Maintainability is a significant downside of using passwords and certificates to authenticate service principals. Maintainability becomes even more problematic when engineers use service principals to access Azure resources from their local development environment. Even though you want to prevent this as much as possible, it can be helpful when debugging and fixing production problems. Engineers that have access to service principals lead to secrets sprawl. Even though secrets sprawl doesn't happen overnight, it's a significant risk. This blog explains how to prevent secret sprawl by rotating the service principal password. The solution I'll present includes two resources: Privileged Identity Management (PIM) to obtain access to the service principal password and Azure automation to rotate the password.

 

Secrets sprawl happens when secrets are stored at different places in the organization. In the introduction, I described the situation when engineers use a service principal to access Azure resources from their local environment. Engineers (might) store the password in a password manager tool (like 1Password) for convenience. You might end up with passwords being stored in multiple places.

 

Key points to give more context about the scenario.
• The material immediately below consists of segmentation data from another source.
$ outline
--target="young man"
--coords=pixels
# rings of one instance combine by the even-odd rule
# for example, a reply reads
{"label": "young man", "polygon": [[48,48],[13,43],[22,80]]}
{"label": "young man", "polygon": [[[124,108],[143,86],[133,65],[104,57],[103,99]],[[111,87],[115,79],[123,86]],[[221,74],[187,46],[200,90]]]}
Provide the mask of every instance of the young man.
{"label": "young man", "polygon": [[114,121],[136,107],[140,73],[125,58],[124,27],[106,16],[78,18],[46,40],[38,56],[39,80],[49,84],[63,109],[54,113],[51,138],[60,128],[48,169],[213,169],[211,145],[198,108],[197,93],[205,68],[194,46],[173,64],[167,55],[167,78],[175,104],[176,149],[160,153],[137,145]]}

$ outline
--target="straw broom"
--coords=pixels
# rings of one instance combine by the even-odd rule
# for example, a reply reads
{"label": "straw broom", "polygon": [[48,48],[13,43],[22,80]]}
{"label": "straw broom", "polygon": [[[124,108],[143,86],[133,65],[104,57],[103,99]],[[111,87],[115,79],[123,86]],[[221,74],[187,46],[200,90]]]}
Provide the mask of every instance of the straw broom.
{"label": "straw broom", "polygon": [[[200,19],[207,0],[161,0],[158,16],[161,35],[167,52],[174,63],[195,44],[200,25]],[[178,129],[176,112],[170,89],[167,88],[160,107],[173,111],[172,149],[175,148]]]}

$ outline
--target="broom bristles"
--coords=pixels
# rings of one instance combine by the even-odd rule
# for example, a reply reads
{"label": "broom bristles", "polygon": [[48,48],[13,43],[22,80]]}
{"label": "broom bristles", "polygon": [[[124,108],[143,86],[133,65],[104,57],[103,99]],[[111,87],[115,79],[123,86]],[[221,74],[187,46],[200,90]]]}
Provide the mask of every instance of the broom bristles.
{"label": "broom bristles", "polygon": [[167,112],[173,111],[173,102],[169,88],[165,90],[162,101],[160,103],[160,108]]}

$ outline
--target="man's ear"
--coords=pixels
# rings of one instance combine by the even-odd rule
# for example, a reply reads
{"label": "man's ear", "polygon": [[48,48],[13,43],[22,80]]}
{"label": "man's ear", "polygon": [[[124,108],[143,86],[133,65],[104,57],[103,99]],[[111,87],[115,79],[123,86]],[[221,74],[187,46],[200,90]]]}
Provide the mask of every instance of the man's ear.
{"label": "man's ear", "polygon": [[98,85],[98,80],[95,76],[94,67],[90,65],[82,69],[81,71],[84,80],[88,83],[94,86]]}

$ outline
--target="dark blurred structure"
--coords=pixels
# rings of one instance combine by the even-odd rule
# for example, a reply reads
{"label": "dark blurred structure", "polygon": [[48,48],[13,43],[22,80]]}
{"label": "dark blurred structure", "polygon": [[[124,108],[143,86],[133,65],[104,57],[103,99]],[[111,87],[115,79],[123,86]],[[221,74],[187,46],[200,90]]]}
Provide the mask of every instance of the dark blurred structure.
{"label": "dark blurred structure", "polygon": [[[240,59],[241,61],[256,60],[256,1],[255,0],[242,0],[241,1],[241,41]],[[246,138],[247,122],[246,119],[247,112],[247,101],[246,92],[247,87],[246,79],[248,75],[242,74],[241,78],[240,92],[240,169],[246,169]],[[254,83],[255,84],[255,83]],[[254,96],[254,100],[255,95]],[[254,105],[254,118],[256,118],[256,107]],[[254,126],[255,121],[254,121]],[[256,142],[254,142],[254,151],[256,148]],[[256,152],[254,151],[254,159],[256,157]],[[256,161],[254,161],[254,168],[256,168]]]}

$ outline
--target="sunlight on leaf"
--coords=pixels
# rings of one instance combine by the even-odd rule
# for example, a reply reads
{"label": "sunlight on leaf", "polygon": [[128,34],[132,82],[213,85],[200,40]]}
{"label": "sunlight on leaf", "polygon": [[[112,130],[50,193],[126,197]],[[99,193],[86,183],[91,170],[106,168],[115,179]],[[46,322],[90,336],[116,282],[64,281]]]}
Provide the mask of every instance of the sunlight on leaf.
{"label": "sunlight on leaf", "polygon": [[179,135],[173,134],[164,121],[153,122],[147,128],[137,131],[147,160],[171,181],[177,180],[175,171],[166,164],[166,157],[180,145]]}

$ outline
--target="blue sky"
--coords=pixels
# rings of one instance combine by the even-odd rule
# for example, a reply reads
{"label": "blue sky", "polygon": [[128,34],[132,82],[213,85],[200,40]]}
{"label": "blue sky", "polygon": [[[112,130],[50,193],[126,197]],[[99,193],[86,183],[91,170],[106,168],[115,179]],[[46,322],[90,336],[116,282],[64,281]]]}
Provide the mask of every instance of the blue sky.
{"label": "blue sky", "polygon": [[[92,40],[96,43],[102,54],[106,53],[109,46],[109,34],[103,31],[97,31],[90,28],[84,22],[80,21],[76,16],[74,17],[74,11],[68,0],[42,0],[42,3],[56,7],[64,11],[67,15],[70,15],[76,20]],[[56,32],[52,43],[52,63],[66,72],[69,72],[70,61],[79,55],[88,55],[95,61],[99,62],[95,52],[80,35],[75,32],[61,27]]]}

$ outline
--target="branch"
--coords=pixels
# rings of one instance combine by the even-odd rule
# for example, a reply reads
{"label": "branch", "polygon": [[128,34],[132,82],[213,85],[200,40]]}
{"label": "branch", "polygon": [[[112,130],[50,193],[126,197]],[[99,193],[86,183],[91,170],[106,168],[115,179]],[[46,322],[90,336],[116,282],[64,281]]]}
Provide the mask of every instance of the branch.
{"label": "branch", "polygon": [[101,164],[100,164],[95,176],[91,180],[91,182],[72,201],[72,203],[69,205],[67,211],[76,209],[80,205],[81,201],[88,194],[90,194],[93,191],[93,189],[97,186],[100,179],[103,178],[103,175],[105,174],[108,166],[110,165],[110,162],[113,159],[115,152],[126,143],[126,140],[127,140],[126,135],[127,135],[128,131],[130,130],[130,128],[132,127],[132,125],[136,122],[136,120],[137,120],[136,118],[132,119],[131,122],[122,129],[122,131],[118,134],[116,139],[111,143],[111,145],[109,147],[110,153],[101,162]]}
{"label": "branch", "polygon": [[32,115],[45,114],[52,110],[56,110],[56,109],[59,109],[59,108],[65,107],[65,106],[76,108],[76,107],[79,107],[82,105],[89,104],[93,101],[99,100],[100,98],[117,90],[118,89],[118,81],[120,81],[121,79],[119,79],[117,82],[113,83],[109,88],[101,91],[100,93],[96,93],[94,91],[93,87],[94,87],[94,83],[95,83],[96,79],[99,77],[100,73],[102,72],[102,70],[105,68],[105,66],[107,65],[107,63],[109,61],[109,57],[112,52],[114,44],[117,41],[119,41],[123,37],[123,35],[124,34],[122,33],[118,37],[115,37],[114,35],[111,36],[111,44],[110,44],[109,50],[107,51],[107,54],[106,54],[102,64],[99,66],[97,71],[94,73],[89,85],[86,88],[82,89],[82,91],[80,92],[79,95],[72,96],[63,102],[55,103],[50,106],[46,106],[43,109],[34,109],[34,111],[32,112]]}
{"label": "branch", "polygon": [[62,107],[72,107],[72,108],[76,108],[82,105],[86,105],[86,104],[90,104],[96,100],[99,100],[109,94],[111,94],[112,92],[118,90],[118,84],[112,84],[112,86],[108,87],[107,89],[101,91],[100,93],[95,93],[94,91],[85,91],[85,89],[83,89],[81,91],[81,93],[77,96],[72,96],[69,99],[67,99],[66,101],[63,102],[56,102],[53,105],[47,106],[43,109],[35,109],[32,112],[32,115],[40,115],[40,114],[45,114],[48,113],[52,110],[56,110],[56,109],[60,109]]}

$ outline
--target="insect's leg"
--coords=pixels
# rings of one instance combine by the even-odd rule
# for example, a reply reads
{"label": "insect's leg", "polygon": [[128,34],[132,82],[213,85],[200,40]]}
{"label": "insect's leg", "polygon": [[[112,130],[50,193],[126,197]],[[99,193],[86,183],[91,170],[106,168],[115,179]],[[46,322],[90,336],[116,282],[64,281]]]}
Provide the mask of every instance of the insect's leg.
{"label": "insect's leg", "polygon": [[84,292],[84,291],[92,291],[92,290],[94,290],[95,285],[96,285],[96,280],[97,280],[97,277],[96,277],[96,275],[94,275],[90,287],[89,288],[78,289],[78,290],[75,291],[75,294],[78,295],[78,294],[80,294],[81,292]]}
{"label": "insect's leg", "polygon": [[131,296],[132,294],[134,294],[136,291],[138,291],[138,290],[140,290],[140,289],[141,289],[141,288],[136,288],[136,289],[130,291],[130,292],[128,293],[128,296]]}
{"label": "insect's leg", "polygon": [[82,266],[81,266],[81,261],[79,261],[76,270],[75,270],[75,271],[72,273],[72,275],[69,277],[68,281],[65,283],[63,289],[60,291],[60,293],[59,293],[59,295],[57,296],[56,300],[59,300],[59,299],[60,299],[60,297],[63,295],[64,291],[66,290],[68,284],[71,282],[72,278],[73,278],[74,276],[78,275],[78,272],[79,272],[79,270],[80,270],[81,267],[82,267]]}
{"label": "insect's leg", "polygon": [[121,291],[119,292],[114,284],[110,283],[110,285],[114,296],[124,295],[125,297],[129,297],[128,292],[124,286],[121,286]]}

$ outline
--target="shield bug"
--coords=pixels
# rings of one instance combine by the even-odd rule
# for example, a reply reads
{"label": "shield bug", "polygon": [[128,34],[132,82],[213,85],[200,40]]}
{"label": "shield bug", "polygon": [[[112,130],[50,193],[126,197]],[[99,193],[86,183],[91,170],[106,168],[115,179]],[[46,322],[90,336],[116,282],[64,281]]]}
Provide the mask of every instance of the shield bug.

  • Terraform to manage infrastructure in Azure
  • For local development, engineers use their AD account to authenticate (no access to production)
  • In case of production problems, a service principal with high privileges can be used

In case of emergency problems:

  1. Engineer set service principal credentials in an environment variable to authenticate
  2. The engineer makes the changes in Terraform
  3. Run Terraform plan to check the changes
  4. Run Terraform apply to make the changes in Azure

 

You want to give engineers all the tools they need to solve production problems as fast as possible. However, it's a significant security risk when using service principals locally. Especially if multiple engineers use the same service principal. Rotating the password (after it's used) reduces the risk that credentials fall into the wrong hands. A second problem to address is traceability. If an engineer uses the service principal, an audit record must be stored to trace any infrastructure change back to an engineer. PagerDuty is often used to retain this kind of information. Especially for production problems. To underline, in (all)most cases, you roll out infrastructure with a CI/CD pipeline. However, in case of critical production problems, you want to move fast. It's important not to reuse the service principal used in the CI/CD pipeline. Use a second service principal in case of emergency problems.

 

Below is a sequence diagram showing the interactions for the proposed solution.

  1. An engineer activates role assignment to become a member of the group 'Demo group'
  2. Record (Add member to role completed (PIM activation)) is written in the audit log and sent to Log Analytics Workspace
  3. The engineer has access to the Key Vault and gets the service principal password
  4. PIM deactivates the role assignment after X minutes/ hours
  5. Record (Remove member from role (PIM activation expired) written in the audit log and sent to Log Analytics Workspace
  6. Alert is fired based on the previous audit log record
  7. An Azure automation (Powershell) runbook is executed.
    1. Generates new password for the service principal
    2. New password is stored in Key Vault

Use PIM for just in time access

With Privileged Identity Management you can restrict access to resources using time and approval-based activation. To use PIM, an Azure Active Directory Premium P2 license is required. Three eligible assignment types are available: AD roles, (preview) privileged access groups, and Azure resources. With privileged access groups, (selected) users are eligible to become a member of a group. In my example, I created the group `Demo group`. This group has access to read secrets in a Key Vault. User John Doe is eligible to become a member of this group. This user can activate the eligible access group in PIM. A second user gets notified and must approve or decline the request. Now John Doe has access to the Key Vault to get the service principal's password.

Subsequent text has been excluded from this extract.